The return of Jim McGuinness has stoked up Donegal's engine
The return of Jim McGuinness has stoked up Donegal's engine

Expectations have gone up now. Derry have the tools to win an All-Ireland and Harte is expected to be the man to guide them to the Sam Maguire.

Dublin and Kerry are both beatable but taking this on is a brave and brilliant gamble by Harte who, at 69, is an inspiration to everyone to keep chasing those dreams and never allow anyone to tell you what you can’t do.

You’ve got to admire Harte’s boundless energy and ambition and, having previously installed a Fermanagh native followed by a former Tyrone player, why wouldn’t the Derry county board go for Harte if he was up for it? Which he was.

Derry’s Ulster rivals will be queueing up to bring him down.

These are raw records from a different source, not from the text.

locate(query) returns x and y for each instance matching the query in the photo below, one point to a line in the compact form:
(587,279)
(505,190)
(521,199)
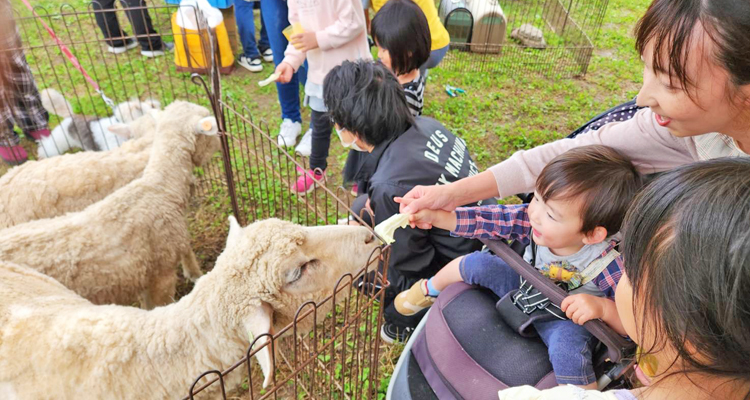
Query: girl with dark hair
(696,90)
(684,296)
(402,35)
(439,37)
(401,32)
(327,33)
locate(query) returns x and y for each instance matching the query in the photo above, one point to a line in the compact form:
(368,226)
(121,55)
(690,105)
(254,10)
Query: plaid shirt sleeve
(607,280)
(21,104)
(503,221)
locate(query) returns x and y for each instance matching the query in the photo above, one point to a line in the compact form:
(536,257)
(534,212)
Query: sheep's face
(295,264)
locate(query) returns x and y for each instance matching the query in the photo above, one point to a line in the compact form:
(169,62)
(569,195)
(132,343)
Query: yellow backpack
(191,46)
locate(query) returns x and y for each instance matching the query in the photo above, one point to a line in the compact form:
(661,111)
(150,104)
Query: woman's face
(710,110)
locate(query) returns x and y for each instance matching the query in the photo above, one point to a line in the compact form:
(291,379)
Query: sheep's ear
(121,130)
(259,323)
(235,231)
(208,126)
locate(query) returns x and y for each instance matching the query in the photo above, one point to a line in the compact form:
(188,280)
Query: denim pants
(275,18)
(570,346)
(243,14)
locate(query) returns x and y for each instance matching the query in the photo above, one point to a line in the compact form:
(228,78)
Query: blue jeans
(570,346)
(275,18)
(243,14)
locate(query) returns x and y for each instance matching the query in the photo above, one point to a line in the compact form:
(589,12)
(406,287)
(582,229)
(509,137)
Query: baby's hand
(582,307)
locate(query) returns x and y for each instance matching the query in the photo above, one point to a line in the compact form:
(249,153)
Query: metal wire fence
(331,349)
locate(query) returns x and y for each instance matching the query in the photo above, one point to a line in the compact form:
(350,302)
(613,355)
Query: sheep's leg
(190,267)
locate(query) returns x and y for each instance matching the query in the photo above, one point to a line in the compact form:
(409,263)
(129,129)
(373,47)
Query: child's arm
(293,58)
(584,307)
(503,221)
(349,24)
(426,219)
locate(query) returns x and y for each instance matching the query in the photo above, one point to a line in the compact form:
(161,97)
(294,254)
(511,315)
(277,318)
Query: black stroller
(476,352)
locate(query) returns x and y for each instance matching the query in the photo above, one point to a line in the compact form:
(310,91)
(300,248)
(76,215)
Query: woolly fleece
(56,345)
(124,248)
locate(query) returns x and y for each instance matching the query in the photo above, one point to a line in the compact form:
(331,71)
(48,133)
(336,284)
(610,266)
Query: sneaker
(304,148)
(267,55)
(251,64)
(392,333)
(129,44)
(165,47)
(13,155)
(414,300)
(288,133)
(307,182)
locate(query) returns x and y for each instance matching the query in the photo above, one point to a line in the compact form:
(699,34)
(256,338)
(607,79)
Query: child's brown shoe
(414,300)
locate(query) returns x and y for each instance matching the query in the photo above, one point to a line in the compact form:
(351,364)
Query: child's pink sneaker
(307,182)
(13,155)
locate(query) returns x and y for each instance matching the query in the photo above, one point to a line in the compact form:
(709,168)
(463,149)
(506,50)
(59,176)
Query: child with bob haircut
(402,35)
(684,295)
(333,31)
(580,201)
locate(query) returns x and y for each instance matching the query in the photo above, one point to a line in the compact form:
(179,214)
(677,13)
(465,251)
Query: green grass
(502,112)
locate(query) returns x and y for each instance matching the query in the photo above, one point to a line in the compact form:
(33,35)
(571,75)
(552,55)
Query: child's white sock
(431,291)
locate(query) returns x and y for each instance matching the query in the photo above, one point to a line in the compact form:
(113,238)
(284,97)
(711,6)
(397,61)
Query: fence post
(214,93)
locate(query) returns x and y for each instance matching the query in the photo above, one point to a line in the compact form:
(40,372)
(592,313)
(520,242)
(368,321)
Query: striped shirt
(511,222)
(20,103)
(414,92)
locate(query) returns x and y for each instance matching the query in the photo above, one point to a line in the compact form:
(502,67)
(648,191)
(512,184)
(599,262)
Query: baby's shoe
(307,181)
(414,300)
(304,148)
(288,132)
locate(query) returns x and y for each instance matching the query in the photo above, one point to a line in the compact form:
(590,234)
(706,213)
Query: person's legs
(321,140)
(148,38)
(570,349)
(263,43)
(478,268)
(246,26)
(108,24)
(275,17)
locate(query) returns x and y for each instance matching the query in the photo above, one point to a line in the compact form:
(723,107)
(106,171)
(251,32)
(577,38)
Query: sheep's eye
(297,273)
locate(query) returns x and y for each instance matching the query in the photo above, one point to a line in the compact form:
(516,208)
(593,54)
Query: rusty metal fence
(331,349)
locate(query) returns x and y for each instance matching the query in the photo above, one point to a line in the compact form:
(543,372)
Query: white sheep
(59,185)
(125,247)
(57,345)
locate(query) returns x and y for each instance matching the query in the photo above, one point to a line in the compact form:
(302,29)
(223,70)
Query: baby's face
(556,224)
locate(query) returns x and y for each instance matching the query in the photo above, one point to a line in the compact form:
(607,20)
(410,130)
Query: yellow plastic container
(191,46)
(292,30)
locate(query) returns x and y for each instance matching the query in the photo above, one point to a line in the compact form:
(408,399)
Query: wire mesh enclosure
(331,349)
(553,37)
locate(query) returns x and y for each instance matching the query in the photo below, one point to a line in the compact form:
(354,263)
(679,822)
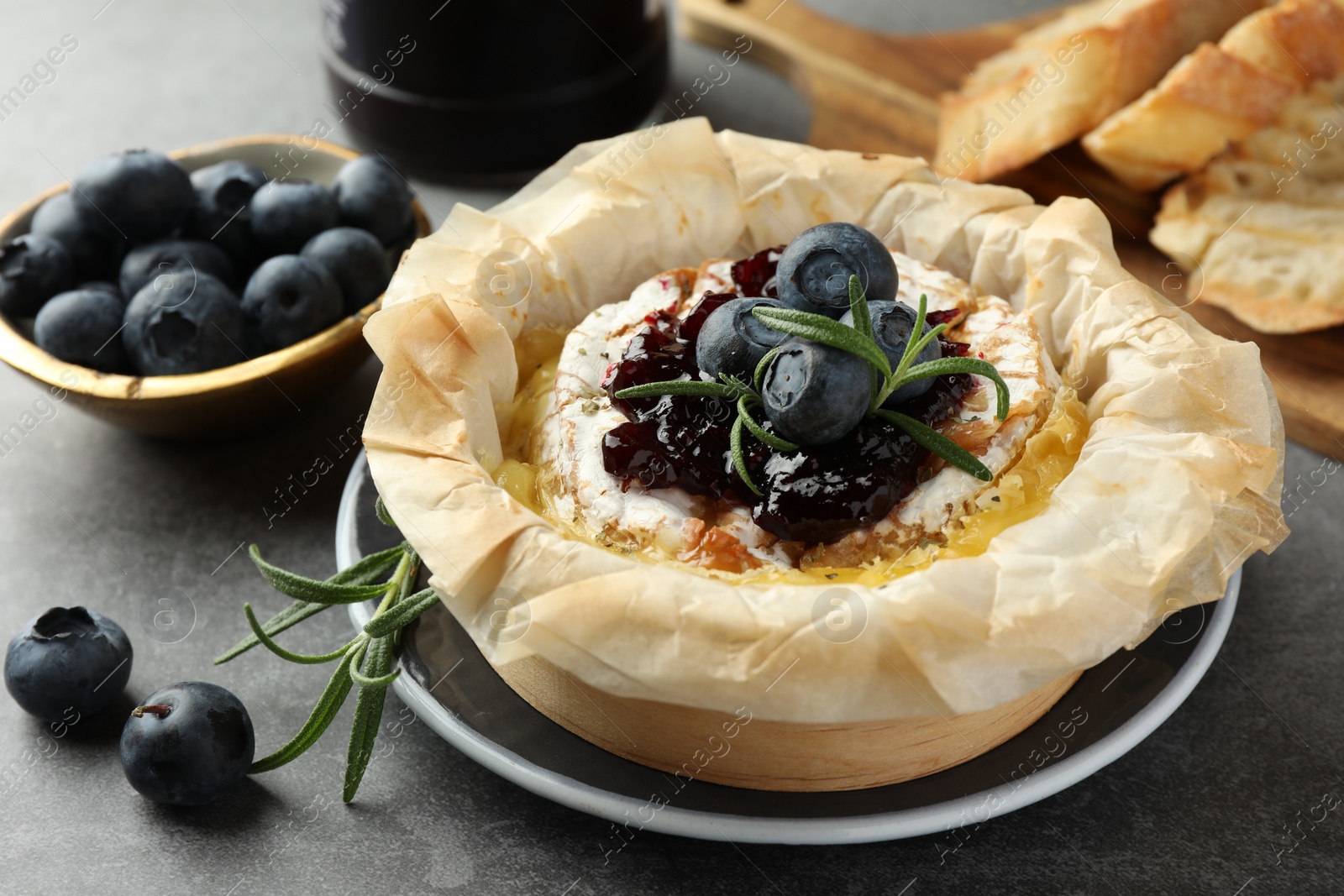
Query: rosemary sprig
(857,340)
(367,660)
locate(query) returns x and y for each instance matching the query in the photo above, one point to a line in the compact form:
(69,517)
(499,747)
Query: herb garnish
(367,660)
(857,340)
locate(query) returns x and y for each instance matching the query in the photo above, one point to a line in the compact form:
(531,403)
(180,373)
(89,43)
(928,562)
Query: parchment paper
(1178,483)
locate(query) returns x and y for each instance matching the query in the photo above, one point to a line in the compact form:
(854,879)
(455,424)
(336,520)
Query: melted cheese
(553,432)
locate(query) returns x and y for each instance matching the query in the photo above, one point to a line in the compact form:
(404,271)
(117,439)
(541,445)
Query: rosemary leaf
(826,331)
(864,325)
(322,716)
(369,712)
(295,613)
(363,571)
(306,658)
(769,438)
(678,387)
(859,308)
(312,590)
(961,365)
(383,516)
(739,459)
(940,445)
(739,389)
(371,569)
(401,614)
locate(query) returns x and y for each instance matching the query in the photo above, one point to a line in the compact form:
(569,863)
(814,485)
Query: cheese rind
(569,443)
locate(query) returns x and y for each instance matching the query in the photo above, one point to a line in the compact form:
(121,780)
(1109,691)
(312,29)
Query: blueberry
(69,658)
(815,269)
(139,195)
(288,298)
(105,286)
(815,394)
(33,269)
(84,327)
(145,262)
(891,327)
(183,322)
(734,342)
(288,214)
(374,197)
(187,743)
(222,212)
(358,262)
(96,255)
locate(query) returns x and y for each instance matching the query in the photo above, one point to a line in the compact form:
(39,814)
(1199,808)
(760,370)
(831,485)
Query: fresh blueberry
(289,298)
(84,327)
(815,269)
(94,254)
(187,743)
(139,195)
(69,658)
(374,197)
(288,214)
(222,214)
(183,322)
(33,269)
(815,394)
(112,289)
(356,259)
(891,327)
(145,262)
(732,340)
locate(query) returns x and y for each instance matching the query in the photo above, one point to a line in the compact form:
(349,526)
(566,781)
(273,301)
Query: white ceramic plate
(456,692)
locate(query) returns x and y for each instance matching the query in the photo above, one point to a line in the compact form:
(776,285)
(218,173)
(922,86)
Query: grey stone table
(93,515)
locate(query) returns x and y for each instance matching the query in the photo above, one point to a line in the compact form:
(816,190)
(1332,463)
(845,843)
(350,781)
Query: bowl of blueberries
(207,291)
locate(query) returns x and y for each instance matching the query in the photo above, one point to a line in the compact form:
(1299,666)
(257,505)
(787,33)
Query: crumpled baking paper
(1176,485)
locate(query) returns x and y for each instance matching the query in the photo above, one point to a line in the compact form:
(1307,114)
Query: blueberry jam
(813,495)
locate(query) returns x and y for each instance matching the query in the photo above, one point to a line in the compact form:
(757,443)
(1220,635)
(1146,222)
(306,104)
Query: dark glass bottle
(488,90)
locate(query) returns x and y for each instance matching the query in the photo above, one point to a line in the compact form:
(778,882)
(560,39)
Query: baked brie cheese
(568,434)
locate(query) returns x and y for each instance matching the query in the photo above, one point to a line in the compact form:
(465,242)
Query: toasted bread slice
(1062,80)
(1222,93)
(1261,228)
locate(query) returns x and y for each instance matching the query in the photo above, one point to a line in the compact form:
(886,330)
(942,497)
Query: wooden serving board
(879,93)
(773,755)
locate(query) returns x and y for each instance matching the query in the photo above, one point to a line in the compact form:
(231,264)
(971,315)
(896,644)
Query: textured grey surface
(93,515)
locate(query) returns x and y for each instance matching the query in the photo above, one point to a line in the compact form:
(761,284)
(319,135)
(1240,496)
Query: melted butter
(519,479)
(1023,490)
(538,354)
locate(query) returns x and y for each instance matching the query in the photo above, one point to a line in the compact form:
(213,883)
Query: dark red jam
(815,495)
(754,275)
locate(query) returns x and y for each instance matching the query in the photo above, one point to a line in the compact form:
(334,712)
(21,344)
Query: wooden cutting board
(879,93)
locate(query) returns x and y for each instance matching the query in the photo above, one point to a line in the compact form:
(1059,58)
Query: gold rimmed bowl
(228,399)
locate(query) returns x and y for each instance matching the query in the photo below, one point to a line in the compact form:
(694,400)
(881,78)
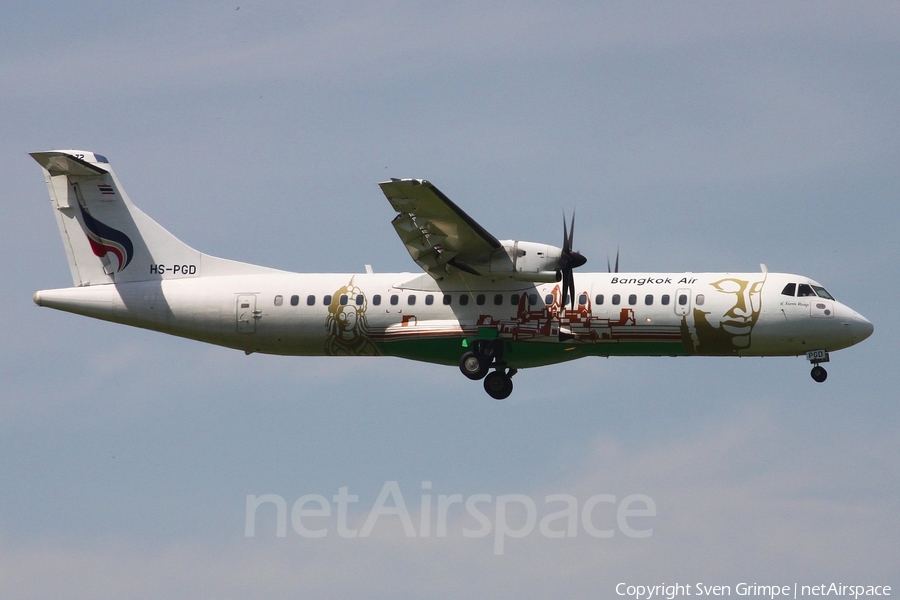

Where has all this left Armagh? They came agonisingly close last season and there’s an Ulster title in them and maybe more if everything goes just right but, with Harte and McGuinness back in the picture now, have they missed their chance? Opportunities don’t just keep coming.

A rising tide lifts all boats and Harte’s second coming means pre-season training just got harder for all county footballers. It will inspire the Orchardmen just as it will Tyrone and Monaghan.

And then there’s Donegal. Jim McGuinness was plotting and planning long before news broke that his old rival had returned to the Ulster fray and he’ll know that those talented boys across the border in Derry have just brought in a man with three Sam Maguires behind him and a sizeable chip on his shoulder.

As the nights get chilly and the evenings draw in, you can’t help but yearn for next year when all these questions will be answered.

It’ll be a long winter but it’ll be worth the wait. Timing is everything in sport.